If you want to hear me rambling...

Wednesday, October 27, 2010

Back in the USSR

In Soviet Russia, stones stone YOU!

Tuesday, October 26, 2010

I tell truths in a way that I hope they are perceived as lies.

Friday, October 22, 2010

The World Feels So Cold

The world feels so cold. So devoid of warmth.

In the air of buildings, in the hearts of people, in the fake friendliness of people.

So cold.

I can't handle this

It kind of wrenches my heart in two, to see this happen between what had appeared to be such a sweet couple. They were together for three, four years, and make it through some tough times, but they always made it through together. The fights would end, time would mend, and life would go on.

But now it seems as though life has stopped.
I can feel her pain so clearly as though it were my own. I do not know why. Perhaps it is the care I have for her, for I want her to be happy, content, and unhurt. I don't want her to hurt. I don't want her to cry.
I wish I had more answers, but I don't. I don't know the right things to say. I don't know the right emotions to convey across. I can't change the topic, I can't stop rambling on about things that aren't important at the moment.

"Mmm.... I don't know the exact reason why, but all of this saddens me greatly. I think it's because I don't want to see you hurt at all. Because I care about you. Because you're my friend. Really my words don't matter much, that in the end, words are just words, and emotions are only slightly swayed by them, but I hope that at least my words can help a little. Make things more bearable. Manageable. Less...unpleasant. Not that we can make this less unpleasant. It is what it is, and nothing can change that. Though we can change how it affects us, at least a little bit, I suppose. "

But this is how I vent.

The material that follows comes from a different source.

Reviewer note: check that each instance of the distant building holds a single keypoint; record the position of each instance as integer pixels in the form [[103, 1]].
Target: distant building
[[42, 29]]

With words, typed words, spoken words, written words.
Words that bleed pain. Sort things out. It's so hard to merely mentally take the chaos from within and keep it within that chaos, trying to sort it out amidst it all.

"Best friends help best friends in any way they can, even if sometimes it feels inadequate. But no one can be 100% adequate. We're human, after all."

I can only hope that all of my rambling and blubbering will help, at least a little bit. People give me their heart, and so it is only right to give them mine. At least in that moment where they need it so dearly, it would seem a crime to hold anything to yourself that could make the situation even marginally better.

You must make things better. But never with lies. Always with truths spoken from the heart. Even if those things may turn out to be rotten advice, just the comfort behind the words is all that counts. Trust is key. Trust. Trust.

Sunday, October 17, 2010

Frustration

There is merely an air of frustration in this house.

In me.

He never does anything, he doesn't really care for us as much as he should. His contribution to this household is minimal. He doesn't appreciate the things we do for him. He doesn't appreciate us.
Yeah, you worked and supported us for 13 years but what are you doing now?
Minimal effort.

Sometimes I wish him gone, sometimes I wish myself gone.
From this house, this influence of frustrated people.
The feeling of love gone.

It is a gradual decline.
Into nothing.
When is vagina time?
All the time.

Tuesday, October 12, 2010

O beautiful one, your stubble does not bequeeth you.

Monday, October 11, 2010

Things are turbulant!
I'm lashing out at you

Tuesday, October 5, 2010

Because of such harsh words, my eyes are dots!